The government affidavits were filed with the Oakland and Macomb register of deeds offices in September 2015, almost two years before Iacobelli and Morgan-Holiefield were indicted and accused of conspiring to siphon money from the UAW-Chrysler National Training Center.
“This certainly shows the investigation has been ongoing for well over two years,” said Peter Henning, a Wayne State University law professor and former federal prosecutor.
A lawyer for Iacobelli, 57, declined comment Monday. Morgan-Holiefield’s lawyer could not be reached for comment.
If the duo are convicted of charges that include conspiracy to violate the Labor Management Relations Act, the government could sell the homes and give the money to the union training center, Henning said.
“Once again, it’s the admonition of ‘don’t commit a crime,’ ” Henning said. “The government has a couple of very powerful weapons it can use.”

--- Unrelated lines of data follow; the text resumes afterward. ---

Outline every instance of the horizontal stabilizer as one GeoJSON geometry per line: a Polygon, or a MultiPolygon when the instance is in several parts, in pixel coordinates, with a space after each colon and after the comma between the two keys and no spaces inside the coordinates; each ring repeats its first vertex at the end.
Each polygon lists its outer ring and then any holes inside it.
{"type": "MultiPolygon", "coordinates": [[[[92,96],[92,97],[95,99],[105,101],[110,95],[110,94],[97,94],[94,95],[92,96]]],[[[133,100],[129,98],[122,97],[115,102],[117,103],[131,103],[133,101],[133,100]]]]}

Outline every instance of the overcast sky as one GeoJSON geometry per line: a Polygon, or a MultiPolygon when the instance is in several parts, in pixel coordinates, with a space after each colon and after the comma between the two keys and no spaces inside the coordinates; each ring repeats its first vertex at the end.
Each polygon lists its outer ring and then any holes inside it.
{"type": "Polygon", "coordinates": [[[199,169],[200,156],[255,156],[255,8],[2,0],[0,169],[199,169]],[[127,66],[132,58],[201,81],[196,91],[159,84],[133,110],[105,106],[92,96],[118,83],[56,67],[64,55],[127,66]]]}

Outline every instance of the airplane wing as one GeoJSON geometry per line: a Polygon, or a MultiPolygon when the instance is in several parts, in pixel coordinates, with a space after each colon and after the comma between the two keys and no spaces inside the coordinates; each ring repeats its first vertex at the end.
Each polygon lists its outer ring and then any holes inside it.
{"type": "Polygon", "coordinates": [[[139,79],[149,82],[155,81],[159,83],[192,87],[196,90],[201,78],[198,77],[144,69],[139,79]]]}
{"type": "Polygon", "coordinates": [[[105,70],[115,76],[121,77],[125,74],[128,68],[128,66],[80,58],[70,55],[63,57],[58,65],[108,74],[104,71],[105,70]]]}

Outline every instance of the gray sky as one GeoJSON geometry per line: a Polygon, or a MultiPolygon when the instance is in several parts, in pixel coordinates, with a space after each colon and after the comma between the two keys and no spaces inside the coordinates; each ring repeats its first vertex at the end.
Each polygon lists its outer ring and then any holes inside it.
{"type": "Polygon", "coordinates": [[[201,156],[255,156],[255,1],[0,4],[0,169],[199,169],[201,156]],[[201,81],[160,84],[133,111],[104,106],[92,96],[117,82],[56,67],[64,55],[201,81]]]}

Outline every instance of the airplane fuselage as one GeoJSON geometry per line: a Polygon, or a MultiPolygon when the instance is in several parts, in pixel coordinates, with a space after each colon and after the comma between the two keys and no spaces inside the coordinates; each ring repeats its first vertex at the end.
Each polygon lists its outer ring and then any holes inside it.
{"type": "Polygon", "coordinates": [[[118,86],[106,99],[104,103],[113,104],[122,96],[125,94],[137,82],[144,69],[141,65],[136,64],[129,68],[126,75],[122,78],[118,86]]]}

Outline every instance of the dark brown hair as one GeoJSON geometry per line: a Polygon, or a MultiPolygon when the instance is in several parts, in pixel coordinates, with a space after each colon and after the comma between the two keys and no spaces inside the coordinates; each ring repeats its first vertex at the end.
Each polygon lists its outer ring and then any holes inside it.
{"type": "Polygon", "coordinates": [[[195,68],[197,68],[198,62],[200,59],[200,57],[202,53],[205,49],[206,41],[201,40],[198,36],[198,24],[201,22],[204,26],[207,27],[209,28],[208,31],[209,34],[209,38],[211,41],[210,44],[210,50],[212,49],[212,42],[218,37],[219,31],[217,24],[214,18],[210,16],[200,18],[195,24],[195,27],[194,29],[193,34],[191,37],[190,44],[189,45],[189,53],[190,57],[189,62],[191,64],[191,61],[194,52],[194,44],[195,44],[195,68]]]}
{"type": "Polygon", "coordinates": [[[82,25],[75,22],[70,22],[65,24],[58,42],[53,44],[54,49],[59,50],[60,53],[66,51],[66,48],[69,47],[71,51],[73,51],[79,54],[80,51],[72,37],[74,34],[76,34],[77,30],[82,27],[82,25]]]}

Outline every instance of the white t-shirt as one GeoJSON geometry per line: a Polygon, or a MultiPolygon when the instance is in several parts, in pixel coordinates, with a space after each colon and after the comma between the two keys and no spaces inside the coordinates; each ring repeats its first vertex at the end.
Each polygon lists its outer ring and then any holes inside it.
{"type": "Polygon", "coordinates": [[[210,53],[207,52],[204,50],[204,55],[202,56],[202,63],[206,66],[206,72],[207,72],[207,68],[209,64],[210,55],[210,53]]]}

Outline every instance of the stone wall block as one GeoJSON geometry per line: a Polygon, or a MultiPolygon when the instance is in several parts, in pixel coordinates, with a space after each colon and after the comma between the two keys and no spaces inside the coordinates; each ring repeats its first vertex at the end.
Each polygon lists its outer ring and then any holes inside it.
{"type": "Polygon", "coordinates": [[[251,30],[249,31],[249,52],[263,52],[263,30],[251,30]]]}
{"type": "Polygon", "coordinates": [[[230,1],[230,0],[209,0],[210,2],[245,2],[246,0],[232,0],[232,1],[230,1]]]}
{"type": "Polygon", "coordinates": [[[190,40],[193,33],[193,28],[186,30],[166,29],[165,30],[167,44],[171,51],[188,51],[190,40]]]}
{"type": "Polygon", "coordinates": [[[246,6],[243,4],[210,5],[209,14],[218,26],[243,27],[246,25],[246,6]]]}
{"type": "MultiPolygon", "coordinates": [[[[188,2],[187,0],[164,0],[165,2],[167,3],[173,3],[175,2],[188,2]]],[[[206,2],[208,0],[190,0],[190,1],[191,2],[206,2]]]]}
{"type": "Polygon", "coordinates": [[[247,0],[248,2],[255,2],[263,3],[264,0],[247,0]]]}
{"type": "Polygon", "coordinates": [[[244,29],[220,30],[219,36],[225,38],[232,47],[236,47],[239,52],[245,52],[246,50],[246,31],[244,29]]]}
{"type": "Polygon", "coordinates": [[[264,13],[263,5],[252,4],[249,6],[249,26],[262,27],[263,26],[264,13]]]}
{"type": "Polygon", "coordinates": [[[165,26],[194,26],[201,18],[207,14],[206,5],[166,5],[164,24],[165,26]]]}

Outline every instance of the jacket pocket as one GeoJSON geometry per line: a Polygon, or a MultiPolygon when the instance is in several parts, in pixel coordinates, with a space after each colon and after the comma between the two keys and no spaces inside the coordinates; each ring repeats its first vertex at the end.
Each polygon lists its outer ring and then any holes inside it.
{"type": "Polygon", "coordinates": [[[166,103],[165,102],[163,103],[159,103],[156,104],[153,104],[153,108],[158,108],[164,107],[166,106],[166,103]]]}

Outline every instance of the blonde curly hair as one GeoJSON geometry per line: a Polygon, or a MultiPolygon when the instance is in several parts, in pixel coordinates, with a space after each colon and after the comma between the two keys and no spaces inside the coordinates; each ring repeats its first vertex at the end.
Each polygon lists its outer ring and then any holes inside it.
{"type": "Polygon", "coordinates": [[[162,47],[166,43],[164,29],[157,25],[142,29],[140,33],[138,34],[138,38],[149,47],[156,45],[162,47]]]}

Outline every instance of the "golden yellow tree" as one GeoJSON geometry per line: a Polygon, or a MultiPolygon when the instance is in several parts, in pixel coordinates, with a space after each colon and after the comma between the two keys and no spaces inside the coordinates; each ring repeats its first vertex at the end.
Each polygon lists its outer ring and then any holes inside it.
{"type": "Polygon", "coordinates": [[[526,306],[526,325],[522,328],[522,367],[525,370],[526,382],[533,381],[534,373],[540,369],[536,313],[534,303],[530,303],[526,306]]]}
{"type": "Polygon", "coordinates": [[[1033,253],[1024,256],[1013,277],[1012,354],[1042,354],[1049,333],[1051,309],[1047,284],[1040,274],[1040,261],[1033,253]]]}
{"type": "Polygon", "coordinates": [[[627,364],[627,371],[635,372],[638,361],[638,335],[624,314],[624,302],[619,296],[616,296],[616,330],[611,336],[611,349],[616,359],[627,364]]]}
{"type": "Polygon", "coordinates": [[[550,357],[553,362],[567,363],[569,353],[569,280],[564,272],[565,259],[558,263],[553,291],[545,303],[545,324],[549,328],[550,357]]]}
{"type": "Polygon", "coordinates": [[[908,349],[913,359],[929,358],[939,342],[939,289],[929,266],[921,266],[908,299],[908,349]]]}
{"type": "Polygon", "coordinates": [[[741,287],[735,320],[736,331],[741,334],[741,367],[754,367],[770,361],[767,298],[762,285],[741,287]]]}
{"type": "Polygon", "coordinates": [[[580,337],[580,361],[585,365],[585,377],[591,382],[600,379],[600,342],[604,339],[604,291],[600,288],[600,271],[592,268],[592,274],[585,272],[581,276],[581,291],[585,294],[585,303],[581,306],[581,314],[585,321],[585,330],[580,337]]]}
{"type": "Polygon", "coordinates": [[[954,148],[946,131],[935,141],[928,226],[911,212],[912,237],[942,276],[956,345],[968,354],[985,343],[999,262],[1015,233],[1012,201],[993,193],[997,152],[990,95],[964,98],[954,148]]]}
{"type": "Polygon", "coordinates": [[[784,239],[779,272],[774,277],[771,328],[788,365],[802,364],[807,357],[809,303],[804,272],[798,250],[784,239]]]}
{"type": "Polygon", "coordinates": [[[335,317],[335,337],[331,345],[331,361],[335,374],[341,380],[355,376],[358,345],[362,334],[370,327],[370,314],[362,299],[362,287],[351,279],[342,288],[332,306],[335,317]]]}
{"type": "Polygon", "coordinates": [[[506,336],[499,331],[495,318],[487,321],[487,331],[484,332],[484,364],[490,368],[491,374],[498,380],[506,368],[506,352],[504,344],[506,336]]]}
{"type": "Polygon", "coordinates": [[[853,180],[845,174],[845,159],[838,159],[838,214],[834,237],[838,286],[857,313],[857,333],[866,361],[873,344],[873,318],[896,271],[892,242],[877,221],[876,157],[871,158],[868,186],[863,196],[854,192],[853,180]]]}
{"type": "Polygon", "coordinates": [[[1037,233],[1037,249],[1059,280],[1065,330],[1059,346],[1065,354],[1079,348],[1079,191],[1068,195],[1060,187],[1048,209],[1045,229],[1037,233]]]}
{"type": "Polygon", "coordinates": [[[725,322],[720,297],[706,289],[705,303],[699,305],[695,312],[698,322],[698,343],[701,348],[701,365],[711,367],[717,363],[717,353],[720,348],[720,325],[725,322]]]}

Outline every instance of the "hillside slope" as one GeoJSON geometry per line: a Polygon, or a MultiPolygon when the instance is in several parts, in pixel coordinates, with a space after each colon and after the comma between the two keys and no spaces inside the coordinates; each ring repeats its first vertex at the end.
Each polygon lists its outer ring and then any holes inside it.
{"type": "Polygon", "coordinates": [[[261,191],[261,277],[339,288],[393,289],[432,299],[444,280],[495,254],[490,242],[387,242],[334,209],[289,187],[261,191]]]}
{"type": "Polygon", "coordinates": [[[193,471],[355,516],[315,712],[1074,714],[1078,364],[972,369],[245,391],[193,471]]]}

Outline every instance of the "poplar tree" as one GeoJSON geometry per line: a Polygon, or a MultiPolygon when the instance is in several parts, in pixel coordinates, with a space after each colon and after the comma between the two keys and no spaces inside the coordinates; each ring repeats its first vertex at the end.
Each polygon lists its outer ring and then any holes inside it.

The government is intimately familiar with Iacobelli’s four-bedroom colonial mansion and Morgan-Holiefield’s $366,000 home, which measures 3,100 square feet. Federal agents raided the homes amid the investigation, according to court records.
Federal prosecutors may grab former Fiat Chrysler executive Alphons Iacobelli’s $1.3 million mansion in Rochester Hills. They argue the home is tied to fraud and money laundering and could be forfeited to the government.
Agents left with tax and financial records, according to a court filing.
The government’s forfeiture filing in September 2015 came three months after Iacobelli abruptly retired on the eve of labor negotiations and six months after General Holiefield died.
General Motors Co. hired Iacobelli in January 2016 as executive director of labor relations. A GM spokesman declined to comment on Iacobelli’s employment status.
The start of the investigation remained unclear Monday, but it must have been well underway by the time the government filed the affidavit, Henning said.
“The investigation must have progressed far enough so that they would have a reasonable basis to file the affidavit,” Henning said. “The Justice Department takes a proactive approach to keep property available so it can be seized further down the road.”
The forfeiture affidavit emerged less than a week after a former financial analyst with Fiat Chrysler pleaded guilty for his role in helping to improperly channel more than $4.5 million in blue-collar training funds to union officials.
Jerome Durden, 61, of Rochester Hills faced charges of conspiracy to defraud the U.S. and failure to file a tax return — all linked to an investigation into improper financial activities at the UAW-Chrysler National Training Center.
Durden was the center’s controller and pleaded guilty to both charges. He allegedly used some of the training funds for $4,300 in new carpeting at his home.
Durden faces up to 37 months in prison as part of a plea agreement reached with the U.S. Attorney’s Office. He had faced as much as five years in prison on the conspiracy charge. His sentencing is scheduled for Dec. 12 in Ann Arbor.